The biggest thing I dislike about my current implementation is that I'm storing the offsets and size of each type within a TypeMetadata struct, managed inside of a std::unordered_map<std::type_index, TypeMetadata>, which needs to be queried every time a component is requested. I entertained using a std::map instead, but profiling showed std::unordered_map to be a clear winner in this case. Ideally I can get rid of the lookup altogether, but I would end up with some crazy usage of compile-time templates to accomplish that - it would be templates all the way down!

Querying for Components

Implementing such a complex component storage strategy doesn't really buy us anything if we have no way to discover entities that contain specific components. The whole point of an archetype-based ECS implementation is to iterate over a subset of the total number of entities, selected based on relevance to the system that requires them.

Somewhat counterintuitively, the time complexity for updating entities using our archetype-based approach (O(A * N), where A is the number of archetypes and N is the number of entities) is actually worse than the time complexity of just iterating over all of the entities blindly (simply O(N)). The reason is simple: time complexity is a measure of the worst case. The worst case for the archetype-based approach is when the subset of entities being selected is actually the set of all entities. In this case, we would first have to traverse the archetype graph (whose breadth and depth are based on the number of possible components and the order in which they were added to the entities) to find which entities are relevant to the query (in this case, all of them). In both algorithms, we would still end up iterating over all entities, but the archetype-based solution would have the added overhead of traversing the archetype graph.

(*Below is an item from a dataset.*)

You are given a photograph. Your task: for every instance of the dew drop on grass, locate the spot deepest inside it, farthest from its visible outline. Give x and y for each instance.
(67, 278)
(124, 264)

Time complexities are a fantastic tool to quickly identify and compare performance characteristics of algorithms, but they rarely convey the nuances of CPU cache optimizations. As an example, accessing an array at a specific index is an O(1) operation. It is easy to determine where in-memory that particular index lives as long as you know where the beginning of the array is (and how big each element is). Similarly, accessing an element from a hash table is also an O(1) operation. You simply figure out where in-memory the element is located based on the result of a hashing function of a known key. However, if we were to access an element in the array at index 5, and then immediately access another element at index 6, then we would expect the new element to already be in the current CPU cache line, so the sheer amount of time to access that element from the perspective of our code would be very fast. In a hash table, we could do the same exercise using keys "5" and "6", but there is no guarantee that the elements are anywhere near each other in-memory, reducing the likelihood of the elements existing withing the same cache line, thus requiring additional memory load operations. Furthermore, we also have to perform the actual hashing algorithm of the keys - even cheap hashing algorithms represent an overhead that does not exist in direct array accesses. The number of steps in both of these examples does not change based on the number of elements within the data structure, which makes them both O(1) (that's the best possible time complexity!). However, having a better understanding of the algorithms, as well as the hardware they are running on, makes it clear that one is preferable over the other.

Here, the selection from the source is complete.